I recently found an article via The Journal of Nursing Jocularity that defines a new and growing diagnosis that I am sure we have all experienced in our nursing careers. Whinorrhea. The name itself is pretty easy to pinpoint what is involved but the further explanation of the assessment of Whinorrhea will clear things up for those of you that might need a little further information:
Whinorrhea exhibits itself through incessant complaining in an annoying tone of voice, which frequently fluctuates in pitch. This elicits a negative response in the listener and obliterates all traces of sympathy. It serves no beneficial purpose to the sufferer and can slow recuperation in the already physically compromised hospital patient.

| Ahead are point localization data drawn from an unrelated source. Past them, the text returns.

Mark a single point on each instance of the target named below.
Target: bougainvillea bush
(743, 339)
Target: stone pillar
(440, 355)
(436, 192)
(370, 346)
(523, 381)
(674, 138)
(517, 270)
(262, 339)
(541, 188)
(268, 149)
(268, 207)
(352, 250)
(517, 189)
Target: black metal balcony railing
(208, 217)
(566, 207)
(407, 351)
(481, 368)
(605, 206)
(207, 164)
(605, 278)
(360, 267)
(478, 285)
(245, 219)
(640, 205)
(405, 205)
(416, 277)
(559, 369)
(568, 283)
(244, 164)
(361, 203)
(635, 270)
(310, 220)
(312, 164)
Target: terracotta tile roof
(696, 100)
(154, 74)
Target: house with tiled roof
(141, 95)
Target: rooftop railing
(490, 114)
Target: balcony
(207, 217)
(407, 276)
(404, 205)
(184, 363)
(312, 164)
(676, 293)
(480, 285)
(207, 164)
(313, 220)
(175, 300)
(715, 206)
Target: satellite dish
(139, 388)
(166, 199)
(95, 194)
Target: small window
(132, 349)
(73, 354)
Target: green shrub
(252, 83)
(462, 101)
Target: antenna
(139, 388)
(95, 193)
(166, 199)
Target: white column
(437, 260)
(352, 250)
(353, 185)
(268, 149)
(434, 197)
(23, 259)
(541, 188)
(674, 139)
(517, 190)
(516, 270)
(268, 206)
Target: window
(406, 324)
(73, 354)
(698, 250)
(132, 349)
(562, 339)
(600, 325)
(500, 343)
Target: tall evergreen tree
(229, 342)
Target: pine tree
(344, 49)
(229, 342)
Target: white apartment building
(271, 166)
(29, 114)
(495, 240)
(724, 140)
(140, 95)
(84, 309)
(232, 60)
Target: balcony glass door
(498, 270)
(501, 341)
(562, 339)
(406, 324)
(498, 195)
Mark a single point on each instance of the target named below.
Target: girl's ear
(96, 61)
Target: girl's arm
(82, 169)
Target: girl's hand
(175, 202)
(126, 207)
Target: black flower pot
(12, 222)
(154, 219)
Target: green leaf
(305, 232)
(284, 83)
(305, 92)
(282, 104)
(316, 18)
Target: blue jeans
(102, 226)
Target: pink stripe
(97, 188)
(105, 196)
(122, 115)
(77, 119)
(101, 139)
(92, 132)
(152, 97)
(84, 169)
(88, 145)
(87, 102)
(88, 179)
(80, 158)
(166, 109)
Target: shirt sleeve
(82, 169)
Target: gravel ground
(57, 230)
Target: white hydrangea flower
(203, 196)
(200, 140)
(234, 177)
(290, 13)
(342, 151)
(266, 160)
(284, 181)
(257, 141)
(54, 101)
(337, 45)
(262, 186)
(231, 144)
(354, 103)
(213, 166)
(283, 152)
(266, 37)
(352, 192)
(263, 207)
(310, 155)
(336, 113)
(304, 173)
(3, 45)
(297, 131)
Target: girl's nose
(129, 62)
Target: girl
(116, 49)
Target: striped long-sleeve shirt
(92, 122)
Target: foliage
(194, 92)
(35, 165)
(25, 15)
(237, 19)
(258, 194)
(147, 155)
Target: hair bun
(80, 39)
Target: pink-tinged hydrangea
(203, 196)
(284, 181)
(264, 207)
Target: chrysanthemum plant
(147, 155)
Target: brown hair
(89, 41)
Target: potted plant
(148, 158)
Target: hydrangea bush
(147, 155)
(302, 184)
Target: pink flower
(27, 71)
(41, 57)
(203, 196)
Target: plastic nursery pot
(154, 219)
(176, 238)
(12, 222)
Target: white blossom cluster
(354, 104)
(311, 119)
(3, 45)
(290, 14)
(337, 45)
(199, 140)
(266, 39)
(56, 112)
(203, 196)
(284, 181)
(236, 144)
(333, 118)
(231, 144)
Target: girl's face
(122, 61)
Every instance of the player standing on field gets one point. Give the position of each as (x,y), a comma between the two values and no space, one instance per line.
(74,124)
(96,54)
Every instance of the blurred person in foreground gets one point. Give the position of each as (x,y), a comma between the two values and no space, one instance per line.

I am convinced that there must be a communicable link with Whinorrhea. I have noted more and more nurses that suffer from this condition. However, the documentation shows that:
Patients are not the only sufferers of whinorrhea. It has been known to strike members of the health care team; usually because of relentless stress or by association. Although whinorrhea is not contagious, it has been noted to be somewhat ‘catching’. Dealing with a whiner causes stress, increasing the nurse’s susceptibility to whinorrhea.
The official documentation shows that there are several interventions that can be utilized to minimize the symptoms of Whinorrhea for the patient suffering from Whinorrhea. However, the documentation does not disclose how to control the spread and this serious disorder to the healthcare professional.
In 1988, nursing researcher Ima Angel did a comprehensive study of those effects. The following are a few of her conclusions: whiners take 150% longer to heal than non-whiners, use 100% to 200% more pain meds and are 5 times more likely to develop complications. These and other undisputed statistics spurred the AMA into approval. In November 1989, the FDA approved the use of AWF in the hospital setting.